Although it is possible that they open and close the I/O buffer quite frequently while writing ~1kB each time I always assumed that the compiler optimized that out. I am using python3 in launcher but all that python3 is doing to running a c++ compiled code. The c++ lines that I believe has the highest i/o is

std::ofstream statcurrout;
char* str_value = new char[528];
statcurrout.open(str_value, std::ios::app); // highest io line I think

This buffer access line I believe should run at most 5000 times for each job I have listed here.
I compiled my c++ code using:

-Ofast -fira-region=all -fvect-cost-model=unlimited

On small scales tests I found that -Ofast, -O3, -O2 all produced the same particle trajectories in my monte carlo runs.
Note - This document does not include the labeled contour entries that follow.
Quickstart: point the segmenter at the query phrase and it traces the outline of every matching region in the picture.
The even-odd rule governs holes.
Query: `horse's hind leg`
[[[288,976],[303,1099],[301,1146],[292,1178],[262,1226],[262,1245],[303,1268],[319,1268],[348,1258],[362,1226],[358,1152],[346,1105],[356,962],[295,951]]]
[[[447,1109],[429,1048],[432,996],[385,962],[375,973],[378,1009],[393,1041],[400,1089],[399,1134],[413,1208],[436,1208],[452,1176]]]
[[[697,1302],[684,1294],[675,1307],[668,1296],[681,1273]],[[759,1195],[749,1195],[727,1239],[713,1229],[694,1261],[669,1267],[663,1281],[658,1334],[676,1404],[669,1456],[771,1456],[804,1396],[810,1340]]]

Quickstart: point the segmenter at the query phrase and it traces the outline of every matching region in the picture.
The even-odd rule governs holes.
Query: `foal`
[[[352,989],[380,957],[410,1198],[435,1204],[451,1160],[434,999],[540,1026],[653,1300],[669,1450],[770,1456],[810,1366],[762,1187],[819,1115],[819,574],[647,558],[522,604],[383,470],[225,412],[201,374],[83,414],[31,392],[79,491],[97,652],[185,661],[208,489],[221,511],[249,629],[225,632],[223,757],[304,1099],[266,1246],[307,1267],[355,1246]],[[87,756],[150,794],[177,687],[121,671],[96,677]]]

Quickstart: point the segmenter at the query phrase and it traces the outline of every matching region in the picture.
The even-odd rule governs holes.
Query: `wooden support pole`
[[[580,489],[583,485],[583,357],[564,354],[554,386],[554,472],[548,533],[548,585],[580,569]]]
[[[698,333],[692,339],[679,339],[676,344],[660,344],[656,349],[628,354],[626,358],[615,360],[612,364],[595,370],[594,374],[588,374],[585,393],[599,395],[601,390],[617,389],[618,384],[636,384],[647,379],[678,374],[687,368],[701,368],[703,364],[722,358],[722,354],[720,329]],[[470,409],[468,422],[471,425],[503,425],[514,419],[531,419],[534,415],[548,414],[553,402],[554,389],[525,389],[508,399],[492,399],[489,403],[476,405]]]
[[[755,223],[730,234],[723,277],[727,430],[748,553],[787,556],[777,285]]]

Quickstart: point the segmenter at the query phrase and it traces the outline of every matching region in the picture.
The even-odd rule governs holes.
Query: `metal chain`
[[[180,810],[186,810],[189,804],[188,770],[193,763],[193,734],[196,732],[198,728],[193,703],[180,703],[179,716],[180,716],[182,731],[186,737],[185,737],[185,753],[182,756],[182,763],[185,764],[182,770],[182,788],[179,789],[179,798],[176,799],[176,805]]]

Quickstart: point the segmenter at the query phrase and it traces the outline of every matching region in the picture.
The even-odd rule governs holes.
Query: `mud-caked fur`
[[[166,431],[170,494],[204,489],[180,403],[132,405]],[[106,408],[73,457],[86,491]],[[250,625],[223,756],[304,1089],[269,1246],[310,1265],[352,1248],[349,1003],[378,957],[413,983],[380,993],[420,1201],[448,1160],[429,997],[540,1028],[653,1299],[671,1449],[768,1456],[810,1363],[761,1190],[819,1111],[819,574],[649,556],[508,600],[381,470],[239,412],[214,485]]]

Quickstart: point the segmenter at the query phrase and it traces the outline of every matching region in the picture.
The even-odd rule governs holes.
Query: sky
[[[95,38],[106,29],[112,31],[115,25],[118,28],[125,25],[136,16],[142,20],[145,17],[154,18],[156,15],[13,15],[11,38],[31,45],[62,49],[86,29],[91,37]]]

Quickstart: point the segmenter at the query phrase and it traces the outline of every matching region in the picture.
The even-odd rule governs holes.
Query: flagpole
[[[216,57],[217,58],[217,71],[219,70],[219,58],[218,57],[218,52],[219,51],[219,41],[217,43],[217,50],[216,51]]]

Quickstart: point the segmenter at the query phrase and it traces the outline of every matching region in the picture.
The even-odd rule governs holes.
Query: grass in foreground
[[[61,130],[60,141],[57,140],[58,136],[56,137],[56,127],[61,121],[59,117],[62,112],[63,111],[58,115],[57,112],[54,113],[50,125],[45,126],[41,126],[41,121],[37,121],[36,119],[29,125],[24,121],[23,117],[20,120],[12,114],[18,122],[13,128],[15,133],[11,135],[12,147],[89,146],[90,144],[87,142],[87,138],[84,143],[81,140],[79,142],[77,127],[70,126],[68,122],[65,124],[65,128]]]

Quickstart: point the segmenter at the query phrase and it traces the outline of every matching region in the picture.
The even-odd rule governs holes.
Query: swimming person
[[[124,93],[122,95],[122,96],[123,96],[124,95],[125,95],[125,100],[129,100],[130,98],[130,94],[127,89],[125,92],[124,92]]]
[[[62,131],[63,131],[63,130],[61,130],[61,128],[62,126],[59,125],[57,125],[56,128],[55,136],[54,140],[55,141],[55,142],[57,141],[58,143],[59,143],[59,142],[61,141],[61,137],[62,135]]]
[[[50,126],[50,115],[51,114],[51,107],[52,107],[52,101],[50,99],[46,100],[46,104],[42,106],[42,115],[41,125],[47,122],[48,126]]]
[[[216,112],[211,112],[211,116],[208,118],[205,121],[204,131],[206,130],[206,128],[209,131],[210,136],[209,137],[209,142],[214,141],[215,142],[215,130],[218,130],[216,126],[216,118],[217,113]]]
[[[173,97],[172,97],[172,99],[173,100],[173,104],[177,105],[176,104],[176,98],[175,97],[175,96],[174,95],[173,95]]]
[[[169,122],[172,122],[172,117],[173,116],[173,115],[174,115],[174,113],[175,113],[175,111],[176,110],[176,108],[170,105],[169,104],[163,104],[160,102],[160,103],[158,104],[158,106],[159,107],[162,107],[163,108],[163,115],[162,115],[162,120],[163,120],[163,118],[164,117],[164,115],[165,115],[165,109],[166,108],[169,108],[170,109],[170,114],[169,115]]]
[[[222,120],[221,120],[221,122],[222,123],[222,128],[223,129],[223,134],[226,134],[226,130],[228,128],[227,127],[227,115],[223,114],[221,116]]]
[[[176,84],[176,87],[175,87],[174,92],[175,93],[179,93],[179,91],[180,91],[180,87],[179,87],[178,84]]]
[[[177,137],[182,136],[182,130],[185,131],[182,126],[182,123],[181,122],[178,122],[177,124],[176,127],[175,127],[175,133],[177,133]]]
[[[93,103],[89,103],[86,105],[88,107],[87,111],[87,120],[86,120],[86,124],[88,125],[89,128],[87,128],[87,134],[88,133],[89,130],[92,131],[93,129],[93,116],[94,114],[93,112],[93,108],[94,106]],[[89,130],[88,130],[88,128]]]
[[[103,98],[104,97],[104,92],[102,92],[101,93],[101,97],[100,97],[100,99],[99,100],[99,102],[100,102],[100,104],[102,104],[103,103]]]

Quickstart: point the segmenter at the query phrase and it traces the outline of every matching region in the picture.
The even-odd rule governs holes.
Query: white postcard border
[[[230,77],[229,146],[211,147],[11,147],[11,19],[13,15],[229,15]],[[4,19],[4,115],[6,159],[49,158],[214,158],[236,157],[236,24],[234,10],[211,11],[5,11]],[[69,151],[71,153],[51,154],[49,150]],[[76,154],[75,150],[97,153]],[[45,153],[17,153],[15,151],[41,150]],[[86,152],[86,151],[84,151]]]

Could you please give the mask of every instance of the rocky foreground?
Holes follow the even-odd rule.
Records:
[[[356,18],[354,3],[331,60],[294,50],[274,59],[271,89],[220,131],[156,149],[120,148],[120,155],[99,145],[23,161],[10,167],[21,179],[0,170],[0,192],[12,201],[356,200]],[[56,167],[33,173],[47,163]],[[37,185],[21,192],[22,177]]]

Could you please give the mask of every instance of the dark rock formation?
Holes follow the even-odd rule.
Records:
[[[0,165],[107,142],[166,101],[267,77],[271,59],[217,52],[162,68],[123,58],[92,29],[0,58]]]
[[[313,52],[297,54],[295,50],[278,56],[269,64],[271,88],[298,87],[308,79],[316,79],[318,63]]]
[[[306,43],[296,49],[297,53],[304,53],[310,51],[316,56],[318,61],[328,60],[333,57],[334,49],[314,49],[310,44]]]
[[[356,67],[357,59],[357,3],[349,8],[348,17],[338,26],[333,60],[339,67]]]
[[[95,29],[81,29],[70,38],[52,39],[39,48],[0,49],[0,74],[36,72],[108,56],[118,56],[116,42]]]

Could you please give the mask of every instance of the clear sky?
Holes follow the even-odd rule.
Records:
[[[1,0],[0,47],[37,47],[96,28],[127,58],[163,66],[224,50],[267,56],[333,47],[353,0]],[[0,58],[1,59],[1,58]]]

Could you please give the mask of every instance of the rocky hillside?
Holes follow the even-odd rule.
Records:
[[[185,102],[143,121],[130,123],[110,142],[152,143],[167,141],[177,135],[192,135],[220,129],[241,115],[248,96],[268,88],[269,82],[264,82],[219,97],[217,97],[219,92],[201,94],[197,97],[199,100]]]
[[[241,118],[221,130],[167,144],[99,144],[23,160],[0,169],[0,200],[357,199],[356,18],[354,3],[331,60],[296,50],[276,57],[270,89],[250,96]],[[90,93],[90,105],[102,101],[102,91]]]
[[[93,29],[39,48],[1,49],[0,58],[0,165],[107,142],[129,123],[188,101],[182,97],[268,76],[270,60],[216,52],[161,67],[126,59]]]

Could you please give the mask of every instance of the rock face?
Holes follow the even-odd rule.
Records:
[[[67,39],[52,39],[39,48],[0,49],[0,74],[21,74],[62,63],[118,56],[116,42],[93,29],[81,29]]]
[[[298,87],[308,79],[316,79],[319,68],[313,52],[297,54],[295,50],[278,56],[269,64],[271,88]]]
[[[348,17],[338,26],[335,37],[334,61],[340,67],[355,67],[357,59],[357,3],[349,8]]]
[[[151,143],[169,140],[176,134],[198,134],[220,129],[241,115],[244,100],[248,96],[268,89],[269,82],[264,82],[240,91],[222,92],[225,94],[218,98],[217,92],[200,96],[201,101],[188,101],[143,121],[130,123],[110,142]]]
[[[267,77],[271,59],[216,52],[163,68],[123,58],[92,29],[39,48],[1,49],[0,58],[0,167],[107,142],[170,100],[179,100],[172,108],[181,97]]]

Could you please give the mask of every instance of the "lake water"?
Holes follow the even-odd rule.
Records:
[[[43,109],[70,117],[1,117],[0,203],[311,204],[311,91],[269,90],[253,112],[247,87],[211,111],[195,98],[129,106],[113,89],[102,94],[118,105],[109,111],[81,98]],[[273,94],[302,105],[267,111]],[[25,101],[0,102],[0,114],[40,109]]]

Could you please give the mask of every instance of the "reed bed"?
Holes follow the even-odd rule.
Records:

I hope I was more clear with the nature of my jobs. I never actually discussed how I ran my jobs with anyone before.

Excellent info!

Are your jobs 100% serial or are you using some third party library that might be doing some parallelization / threading? One reason for seeing drastically different run times is when you “oversubscribe” a node; that is running more tasks / threads than number of cores and thus some processes get starved for CPU time.

Finally, how much memory does a single task use and how much total data does it write? That is, if you have a single job running in a single directory and used “du -skh /path/to/dirname”, how big would it be?

Based on these answers, I’ll suggest a few experiments to tease out the cause of the problems.